Skills for Care and ADASS should be able to help you with data and benchmarking information, as well as provide good practice examples.

Many more councils are becoming direct providers of social care services again, as a result of fragility in the care market, which means you could be responsible for a growing group of care workers and other vocationally qualified colleagues as part of a ‘provider services’ arm of your department.

There has been a trend towards international recruitment to address recruitment gaps. Some providers have used this option for a long time, but recently the wider care sector has increased the intensity of overseas recruitment activity for care worker posts.

Your local ADASS region should be able to help you think through your local approach to international recruitment and provide peer support to prepare for such recruitment and to support you/your wider sector when people are recruited.

Some things to consider:

  • How will you retain people once they have moved to the UK?
  • What support networks exist to welcome new arrivals?
  • Where will people live?
  • How will they get to work?
  • How does the sponsorship system work? How will you respond if providers have their sponsorships revoked?
  • How will you respond if you have concerns about exploitation or trafficking?

Good quality training, learning and skills development are often seen as a key to retaining the workforce. Get a sense of what your council offers for directly employed staff and, with your team, think about how you might want to improve it.

Be open to working with your partners (neighbouring councils, the NHS and the wider care sector) to offer a good range of skills development. Some councils have formed care academies to improve training and learning for local staff, and to improve and promote career pathways in care.

Longer term, you may also want to consider if there are opportunities for developing key worker accommodation for social care staff. There is also an important agenda around the role of people with lived experience, in recruitment and training and in pursuing careers in care.

As the 2006 DASS Guidance says, you also have broader responsibilities to the care workforce on your patch. You are not their employer, but you are a key leader locally.

To fulfil these broader responsibilities, consider the following arrangements:

  • Have a regular platform for engaging with the sector. Some councils have routine webinar sessions to share learning and good practice. Most have provider forums for regular engagement.
  • Have a training/learning offer for the sector. Do you work, for example, with Skills for Care and others to deliver this? If not, what are your priorities for starting and how can you co-produce these with the sector?
  • Do you have a local care association or umbrella organisation for providers?

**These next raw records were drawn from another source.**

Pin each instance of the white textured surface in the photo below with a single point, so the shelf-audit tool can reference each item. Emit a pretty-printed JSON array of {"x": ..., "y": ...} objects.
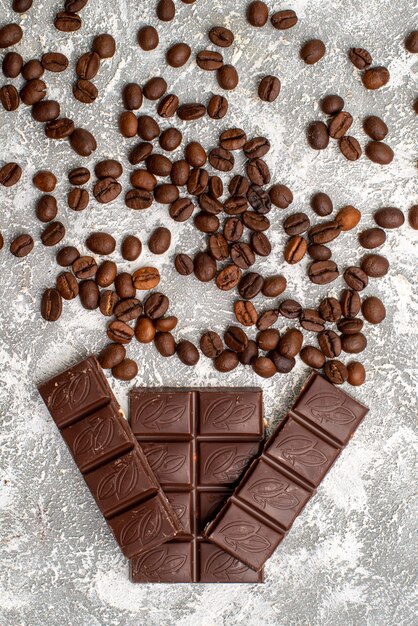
[{"x": 349, "y": 559}]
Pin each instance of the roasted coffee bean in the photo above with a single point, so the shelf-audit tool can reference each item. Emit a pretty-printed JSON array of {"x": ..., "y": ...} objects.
[
  {"x": 311, "y": 320},
  {"x": 290, "y": 344},
  {"x": 148, "y": 38},
  {"x": 44, "y": 180},
  {"x": 330, "y": 309},
  {"x": 282, "y": 20},
  {"x": 84, "y": 267},
  {"x": 330, "y": 343},
  {"x": 46, "y": 208},
  {"x": 336, "y": 372},
  {"x": 260, "y": 244},
  {"x": 78, "y": 199},
  {"x": 312, "y": 51},
  {"x": 53, "y": 234},
  {"x": 10, "y": 35},
  {"x": 375, "y": 77},
  {"x": 22, "y": 245},
  {"x": 111, "y": 355},
  {"x": 82, "y": 142},
  {"x": 187, "y": 352},
  {"x": 317, "y": 135},
  {"x": 389, "y": 217},
  {"x": 51, "y": 304},
  {"x": 119, "y": 332},
  {"x": 350, "y": 303},
  {"x": 181, "y": 209},
  {"x": 322, "y": 272},
  {"x": 273, "y": 286},
  {"x": 312, "y": 357},
  {"x": 256, "y": 148},
  {"x": 104, "y": 45},
  {"x": 60, "y": 128},
  {"x": 67, "y": 255},
  {"x": 89, "y": 294},
  {"x": 108, "y": 301},
  {"x": 228, "y": 277},
  {"x": 360, "y": 57},
  {"x": 375, "y": 265},
  {"x": 257, "y": 13},
  {"x": 250, "y": 285},
  {"x": 204, "y": 267},
  {"x": 106, "y": 273},
  {"x": 226, "y": 361},
  {"x": 144, "y": 330},
  {"x": 356, "y": 278},
  {"x": 10, "y": 174},
  {"x": 269, "y": 88},
  {"x": 332, "y": 104}
]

If not, what exists elsewhere in your region and can you replicate it, or get help to do so?
  • Have additional support offers, such as hands-on quality teams who can help turn around struggling care providers and support their staff. Others may offer important functions to support the front line.
  • Do you do any joint recruitment with the wider sector?
  • Do you involve the NHS with care sector support and training? If not, can you use any national winter/discharge-related monies to support training and development?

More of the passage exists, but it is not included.